The Secret History. Can a study of blackmail, murder and guilt really be comforting? Yes, I think so. After all, there are murders in all the Agatha Christies. And Rebecca. Oh, and Stardust too. (Murder is practically a prerequisite for being on my list it seems.) I always look forward to the scene in which a substitute teacher, whose Greek is crude and inferior, attempts to teach the five elite classics students. "He was one of those language teachers who rely heavily on mnemonics ('Agathon. Do you know how I remember that word? "Agatha Christie writes good mysteries."') Henry's look of contempt was indescribable. The rest of us were silent and humiliated. Matters were not helped by Charles stumbling in - obviously drunk - about twenty minutes into the class. His appearance prompted a rehash of previous formalities and even, incredibly, a repetition of the agathon embarrassment. Henry said, quite coolly, and in beautiful Attic Greek: 'Without your patience, my excellent friend, we should wallow in ignorance like a sty full of pigs.'"

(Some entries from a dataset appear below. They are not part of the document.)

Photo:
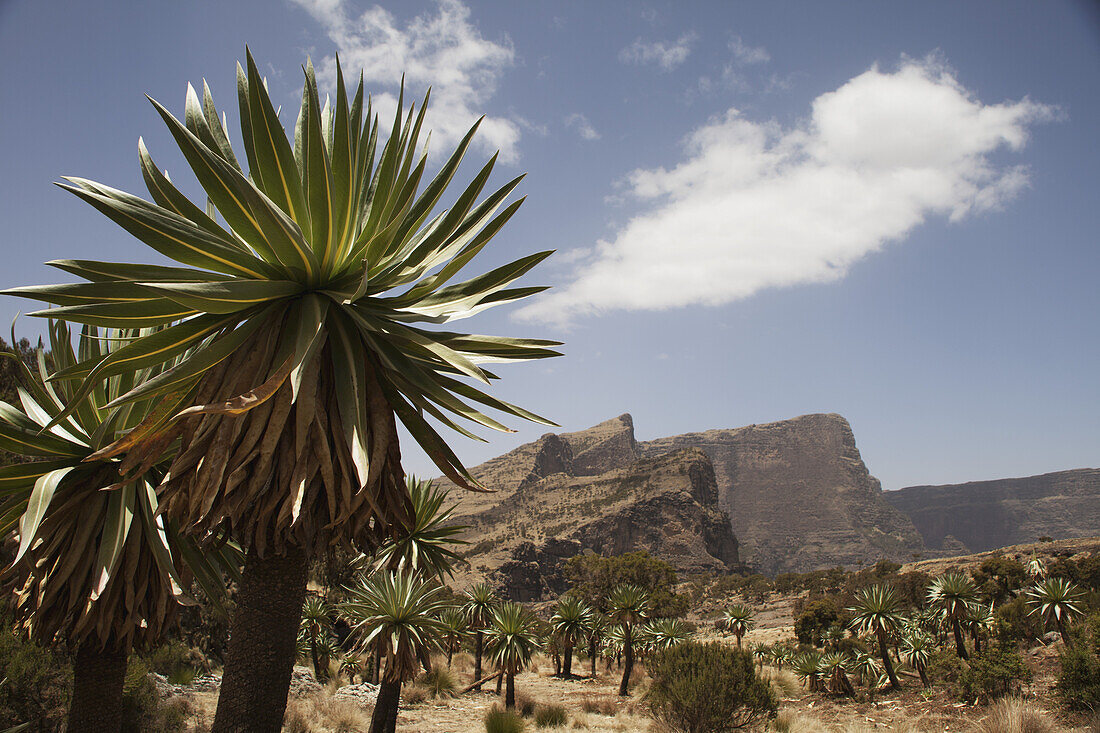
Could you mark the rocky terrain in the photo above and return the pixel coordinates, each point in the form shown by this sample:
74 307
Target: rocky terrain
981 515
565 494
785 496
799 494
792 495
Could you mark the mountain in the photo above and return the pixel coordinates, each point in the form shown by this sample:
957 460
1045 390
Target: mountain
592 490
799 494
983 515
785 496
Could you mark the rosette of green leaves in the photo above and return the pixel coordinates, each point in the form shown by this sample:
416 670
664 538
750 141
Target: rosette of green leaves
307 293
95 559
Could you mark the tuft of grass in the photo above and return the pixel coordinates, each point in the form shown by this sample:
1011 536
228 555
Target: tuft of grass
1013 715
525 704
414 695
323 713
439 682
503 721
601 706
550 717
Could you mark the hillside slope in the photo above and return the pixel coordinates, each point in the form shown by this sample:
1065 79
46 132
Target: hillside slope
982 515
799 494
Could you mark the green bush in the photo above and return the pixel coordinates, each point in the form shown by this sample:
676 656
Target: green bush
711 688
1079 680
143 711
1014 622
944 668
35 681
503 721
814 619
992 674
439 682
550 717
592 577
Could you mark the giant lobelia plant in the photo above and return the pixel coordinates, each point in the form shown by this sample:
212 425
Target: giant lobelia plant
97 568
306 285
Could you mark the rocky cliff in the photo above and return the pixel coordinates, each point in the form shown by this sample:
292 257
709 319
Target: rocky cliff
799 494
983 515
569 493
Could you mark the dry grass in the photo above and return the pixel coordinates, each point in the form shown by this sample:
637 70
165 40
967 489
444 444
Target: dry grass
790 721
600 704
323 713
783 681
1014 715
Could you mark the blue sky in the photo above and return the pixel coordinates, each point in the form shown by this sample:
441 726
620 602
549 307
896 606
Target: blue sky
886 210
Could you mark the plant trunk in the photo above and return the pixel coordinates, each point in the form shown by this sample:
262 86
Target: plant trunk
384 719
312 654
477 652
375 666
98 676
627 663
959 644
262 643
887 662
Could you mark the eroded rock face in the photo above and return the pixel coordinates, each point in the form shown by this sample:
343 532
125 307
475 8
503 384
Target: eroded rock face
666 505
799 494
983 515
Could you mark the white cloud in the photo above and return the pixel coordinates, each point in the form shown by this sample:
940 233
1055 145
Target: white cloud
441 48
668 55
583 127
756 206
746 54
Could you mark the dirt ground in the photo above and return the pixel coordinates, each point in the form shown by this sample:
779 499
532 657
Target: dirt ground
593 704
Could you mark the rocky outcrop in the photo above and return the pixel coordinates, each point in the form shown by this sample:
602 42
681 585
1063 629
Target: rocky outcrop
666 505
983 515
799 494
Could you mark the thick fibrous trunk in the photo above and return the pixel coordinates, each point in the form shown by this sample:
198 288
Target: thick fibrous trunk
959 644
98 676
477 653
262 643
384 719
627 663
887 662
509 695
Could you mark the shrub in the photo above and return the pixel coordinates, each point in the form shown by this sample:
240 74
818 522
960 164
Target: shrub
1079 680
439 682
503 721
992 674
525 704
35 681
944 668
143 711
1014 622
602 706
414 695
550 717
1013 715
815 617
706 687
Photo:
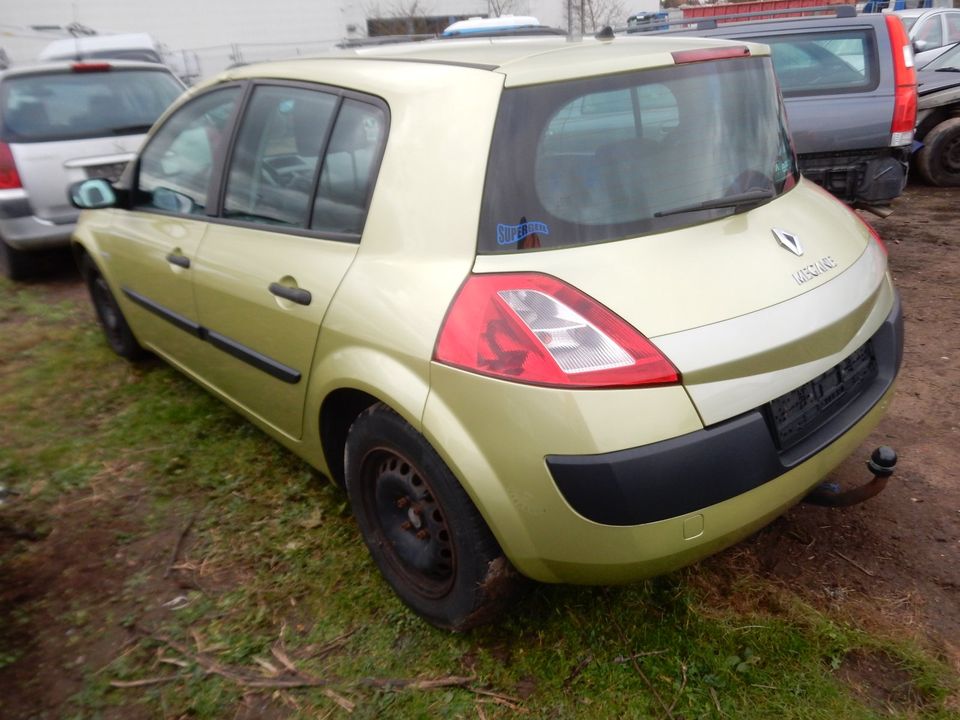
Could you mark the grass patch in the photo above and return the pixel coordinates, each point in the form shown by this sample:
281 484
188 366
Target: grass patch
129 463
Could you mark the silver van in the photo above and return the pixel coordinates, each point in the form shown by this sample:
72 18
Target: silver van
63 122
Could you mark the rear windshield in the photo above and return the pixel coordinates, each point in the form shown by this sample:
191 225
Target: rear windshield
605 158
70 105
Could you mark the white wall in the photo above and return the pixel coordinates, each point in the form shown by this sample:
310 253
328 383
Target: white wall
219 32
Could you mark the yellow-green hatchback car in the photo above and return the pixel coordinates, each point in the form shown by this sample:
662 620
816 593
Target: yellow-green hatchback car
559 307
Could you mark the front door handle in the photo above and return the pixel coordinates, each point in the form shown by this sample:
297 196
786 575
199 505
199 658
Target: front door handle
178 260
297 295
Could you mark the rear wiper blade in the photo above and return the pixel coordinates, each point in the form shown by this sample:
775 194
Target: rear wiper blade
740 201
130 129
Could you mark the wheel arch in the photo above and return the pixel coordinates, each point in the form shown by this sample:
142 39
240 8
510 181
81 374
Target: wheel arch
337 413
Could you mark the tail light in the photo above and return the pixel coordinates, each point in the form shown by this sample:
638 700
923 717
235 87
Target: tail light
536 329
9 177
905 80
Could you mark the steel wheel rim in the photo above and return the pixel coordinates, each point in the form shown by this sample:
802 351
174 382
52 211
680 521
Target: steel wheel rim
412 526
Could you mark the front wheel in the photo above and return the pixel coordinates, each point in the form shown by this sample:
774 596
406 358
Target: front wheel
423 531
115 328
939 159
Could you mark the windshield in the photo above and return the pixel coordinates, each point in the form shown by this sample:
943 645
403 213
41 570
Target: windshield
71 105
610 157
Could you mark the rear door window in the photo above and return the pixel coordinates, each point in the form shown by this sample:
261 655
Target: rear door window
821 63
349 168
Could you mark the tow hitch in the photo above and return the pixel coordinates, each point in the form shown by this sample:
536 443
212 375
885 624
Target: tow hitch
881 464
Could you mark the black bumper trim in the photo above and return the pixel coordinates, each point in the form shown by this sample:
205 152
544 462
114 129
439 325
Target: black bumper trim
677 476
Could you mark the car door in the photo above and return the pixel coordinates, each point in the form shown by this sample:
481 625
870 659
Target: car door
843 64
150 250
294 202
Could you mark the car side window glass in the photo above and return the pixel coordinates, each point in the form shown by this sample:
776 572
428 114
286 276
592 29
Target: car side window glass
816 63
930 32
953 27
347 175
176 165
274 163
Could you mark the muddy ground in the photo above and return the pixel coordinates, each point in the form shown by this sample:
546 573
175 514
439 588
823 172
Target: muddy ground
891 564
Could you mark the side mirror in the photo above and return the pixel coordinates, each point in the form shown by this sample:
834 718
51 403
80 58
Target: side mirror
172 201
92 194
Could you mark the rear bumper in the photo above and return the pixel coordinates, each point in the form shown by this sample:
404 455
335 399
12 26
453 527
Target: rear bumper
22 230
703 468
872 177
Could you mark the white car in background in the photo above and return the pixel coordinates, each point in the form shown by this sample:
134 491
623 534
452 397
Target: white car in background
59 123
931 30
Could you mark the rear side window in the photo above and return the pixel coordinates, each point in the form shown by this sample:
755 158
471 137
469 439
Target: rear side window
587 161
72 106
822 63
953 27
275 159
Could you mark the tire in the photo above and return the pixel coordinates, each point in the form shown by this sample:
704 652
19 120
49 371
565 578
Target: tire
426 536
939 159
14 264
114 324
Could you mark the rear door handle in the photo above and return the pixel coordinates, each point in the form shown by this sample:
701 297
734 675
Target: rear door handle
178 260
297 295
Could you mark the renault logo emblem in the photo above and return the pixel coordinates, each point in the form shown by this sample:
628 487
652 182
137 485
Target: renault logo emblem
790 241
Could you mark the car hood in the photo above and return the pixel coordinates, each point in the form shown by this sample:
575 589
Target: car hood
709 273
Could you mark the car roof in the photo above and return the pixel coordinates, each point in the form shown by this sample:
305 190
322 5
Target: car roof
917 12
524 61
52 66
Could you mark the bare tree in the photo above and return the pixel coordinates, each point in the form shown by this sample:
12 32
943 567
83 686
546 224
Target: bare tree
588 16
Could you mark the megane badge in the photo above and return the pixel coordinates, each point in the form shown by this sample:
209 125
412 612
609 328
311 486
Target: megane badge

I Capture the Castle. More yearning - I can't get enough of the yearning. This time a young girl is yearning, not just for romance, but for change. She wants to be older, wiser and more sophisticated. She wants money and clothes and nice food and...life. (And she wants to be a writer!) I remember wanting all the same things just as badly, when I was Cassandra's age. "The taxi drew up at a wonderful shop - the sort of shop I would never dare to walk through without a reason. We went in by way of the glove and stocking department, but there were things from other departments just dotted about; bottles of scent and a little glass tree with cherries on it and a piece of white branched coral on a sea-green chiffon scarf. Oh, it was an artful place - it must make people who have money want to spend it madly! The pale grey carpets were as springy as moss and the air was scented; it smelt a bit like bluebells but richer, deeper. 'What does it smell of, exactly?' I said. And Rose said: 'Heaven.'"



One thing they all have in common - apart from being brilliant - is that they all made me long to write a book that could make someone else as happy as these have all made me!

My wordcount (around 71,000) has actually gone down this week. Although I'm not officially editing yet - I've been tinkering with it a bit. I've cut and pasted the first chapter into my scrap folder and used a prologue instead. And I've been trying (unsuccessfully so far) to rewrite chapter three. Sigh. There are two important scenes that I haven't found a place for yet. And I've mentioned the Bristol riots of 1830 three or four years before they actually happened. So I've had to change an awful lot of dates. It has felt like a fairly unproductive week, but I was beginning to feel that if I didn't make some changes soon, I'd be in danger of forgetting to make them at all.
I like the way this book feels much more mouldable than my first one - which I plotted extremely tightly because that felt safest. This one's like clay - I can lop bits off, stick extra lumps on...and squish it a bit if I want!